Nokia used all it’s experience in the N97

30 Jun
2009

The N97 is a marvellous cell phone. With a 3.5 inch wide screen, 32GB of storage memory, a 5MP camera, sensors for device orientation so it changes the screen to portrait or landscape based on how you are holding the phone, a qwerty keyboard, touchscreen and free placement of widgets which display what you tell them to, a mobile phone from Nokia never had such features. So how did they develop them all to work so beautifully? Hard work and what? Well, Nokia has started several lines of innovative products, looking like prototypes but still hitting the market. Many people thought that Nokia was doing this to look like an innovator, but in fact, it tested how it’s ideas are accepted by people, and improved them into highly dependable solutions before it even thought of introducing those concepts into it’s main product line, the touchscreen was first tested on the Internet tablet.

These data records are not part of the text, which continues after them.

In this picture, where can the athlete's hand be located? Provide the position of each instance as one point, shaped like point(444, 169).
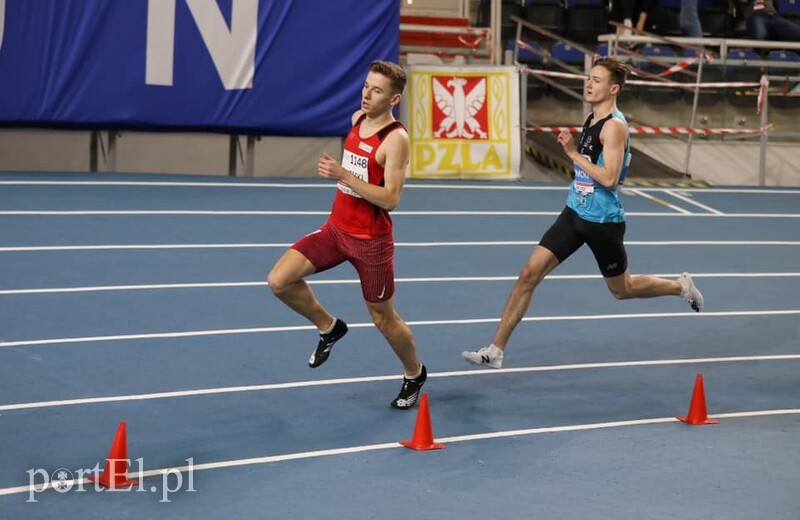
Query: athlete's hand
point(567, 143)
point(330, 169)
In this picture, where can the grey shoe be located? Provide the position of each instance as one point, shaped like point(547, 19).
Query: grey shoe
point(490, 356)
point(690, 293)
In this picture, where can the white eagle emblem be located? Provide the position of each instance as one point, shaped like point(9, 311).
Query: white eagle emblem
point(459, 108)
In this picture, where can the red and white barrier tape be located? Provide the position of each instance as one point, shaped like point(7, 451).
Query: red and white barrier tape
point(684, 64)
point(761, 92)
point(654, 130)
point(677, 84)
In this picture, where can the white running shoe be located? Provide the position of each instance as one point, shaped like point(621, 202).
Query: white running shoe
point(690, 293)
point(491, 356)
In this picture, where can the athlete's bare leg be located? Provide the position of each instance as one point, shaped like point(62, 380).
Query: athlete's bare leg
point(626, 286)
point(286, 282)
point(539, 265)
point(397, 333)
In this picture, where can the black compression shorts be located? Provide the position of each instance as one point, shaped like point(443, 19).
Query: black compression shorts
point(569, 232)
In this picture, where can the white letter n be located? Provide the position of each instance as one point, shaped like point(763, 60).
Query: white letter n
point(233, 51)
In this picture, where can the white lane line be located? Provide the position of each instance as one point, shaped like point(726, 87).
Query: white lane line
point(271, 459)
point(659, 201)
point(258, 330)
point(400, 213)
point(441, 279)
point(374, 379)
point(120, 247)
point(686, 199)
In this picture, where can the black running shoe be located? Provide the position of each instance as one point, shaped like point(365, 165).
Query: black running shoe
point(326, 342)
point(409, 394)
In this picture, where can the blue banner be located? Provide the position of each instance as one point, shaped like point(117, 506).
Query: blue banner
point(269, 67)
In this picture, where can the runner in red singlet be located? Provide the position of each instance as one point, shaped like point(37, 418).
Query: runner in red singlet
point(359, 230)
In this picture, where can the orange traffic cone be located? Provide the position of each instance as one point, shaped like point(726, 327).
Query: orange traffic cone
point(423, 431)
point(115, 473)
point(697, 409)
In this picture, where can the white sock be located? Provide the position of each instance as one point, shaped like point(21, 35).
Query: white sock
point(495, 350)
point(419, 373)
point(329, 329)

The widget interface was also a concept only seen on the Internet tablet. People bought these devices and complain about the shortcomings, Nokia fixed them, and created the <Nokia N97. That is why no one is complaining of it. It contains all of Nokia’s experience and knowledge, not only of the company, but of the people who used their phones and products as well. It is not just a matter of throwing money in and getting a perfect product, just look at the Windows HTC mobile phones, 900 euro hardware, only to be disappointed by the software. The N97 features Symbian S60 5th edition, and included applications for messenger integration, a touchscreen controlled, flash supporting, zooming browser for thew web, and the Ovi online application store application, a copy of the iPhone’s iStore concept. The N97 is a way to respond, for you to the world, and for Nokia to itself and the world. It really doesn’t leave much to be added to the hardware, a multi touch screen, real camera flash and HDTV recording and reception, and it will have literally everything you can think of.